Dominique Fortier, dans Dominique Fortier et Nicolas Dickner, Révolutions, Québec, Alto, 2014, 424 p., p. 197-198.

P.-S.—L’Oreille tendue a présenté ce texte le 6 octobre 2014.

 

(Une définition du zeugme ? Par .)

L’art du portrait sous-marin

Jules Verne, Vingt mille lieues sous les mers, 1871, couverture«Le second inconnu mérite une description plus détaillée. Un disciple de Gratiolet ou d’Engel eût lu sur sa physionomie à livre ouvert.

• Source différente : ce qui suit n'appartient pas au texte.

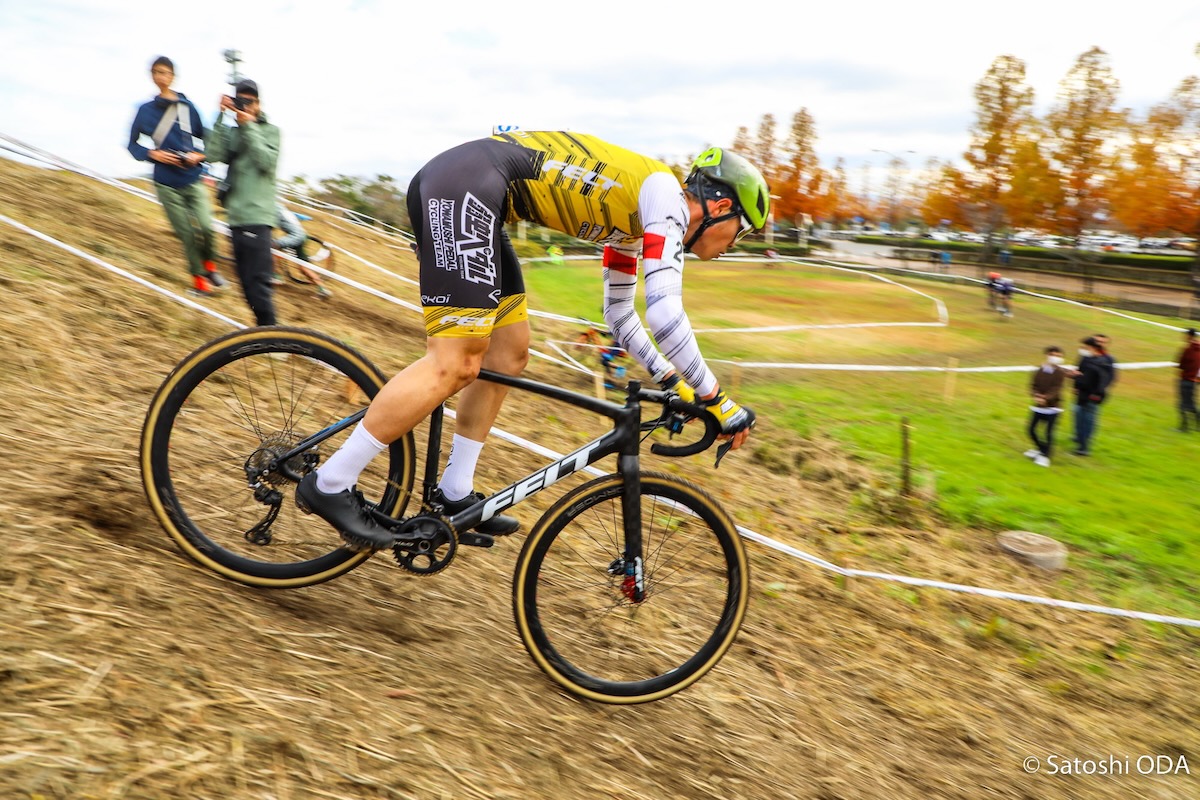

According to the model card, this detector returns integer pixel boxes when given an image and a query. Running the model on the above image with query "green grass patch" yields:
[523,257,1199,615]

Je reconnus sans hésiter ses qualités dominantes, — la confiance en lui, car sa tête se dégageait noblement sur l’arc formé par la ligne de ses épaules, et ses yeux noirs regardaient avec une froide assurance; — le calme, car sa peau, pâle plutôt que colorée, annonçait la tranquillité du sang; — l’énergie, que démontrait la rapide contraction de ses muscles sourciliers; — le courage enfin, car sa vaste respiration dénotait une grande expansion vitale.

J’ajouterai que cet homme était fier, que son regard ferme et calme semblait refléter de hautes pensées, et que de tout cet ensemble, de l’homogénéité des expressions dans les gestes du corps et du visage, suivant l’observation des physionomistes, résultait une indiscutable franchise.

Je me sentis “involontairement” rassuré en sa présence, et j’augurai bien de notre entrevue.

Ce personnage avait-il trente-cinq ou cinquante ans, je n’aurais pu le préciser. Sa taille était haute, son front large, son nez droit, sa bouche nettement dessinée, ses dents magnifiques, ses mains fines, allongées, éminemment “psychiques” pour employer un mot de la chirognomonie, c’est-à-dire dignes de servir une âme haute et passionnée. Cet homme formait certainement le plus admirable type que j’eusse jamais rencontré. Détail particulier, ses yeux, un peu écartés l’un de l’autre, pouvaient embrasser simultanément près d’un quart de l’horizon. Cette faculté, — je l’ai vérifié plus tard, — se doublait d’une puissance de vision encore supérieure à celle de Ned Land. Lorsque cet inconnu fixait un objet, la ligne de ses sourcils se fronçait, ses larges paupières se rapprochaient de manière à circonscrire la pupille des yeux et à rétrécir ainsi l’étendue du champ visuel, et il regardait ! Quel regard ! comme il grossissait les objets rapetissés par l’éloignement ! comme il vous pénétrait jusqu’à l’âme ! comme il perçait ces nappes liquides, si opaques à nos yeux, et comme il lisait au plus profond des mers !…»

Jules Verne, Vingt mille lieues sous les mers, Paris, J. Hetzel et cie, 1871, 436 p., p. 52-53. Illustré de 111 dessins par de Neuville.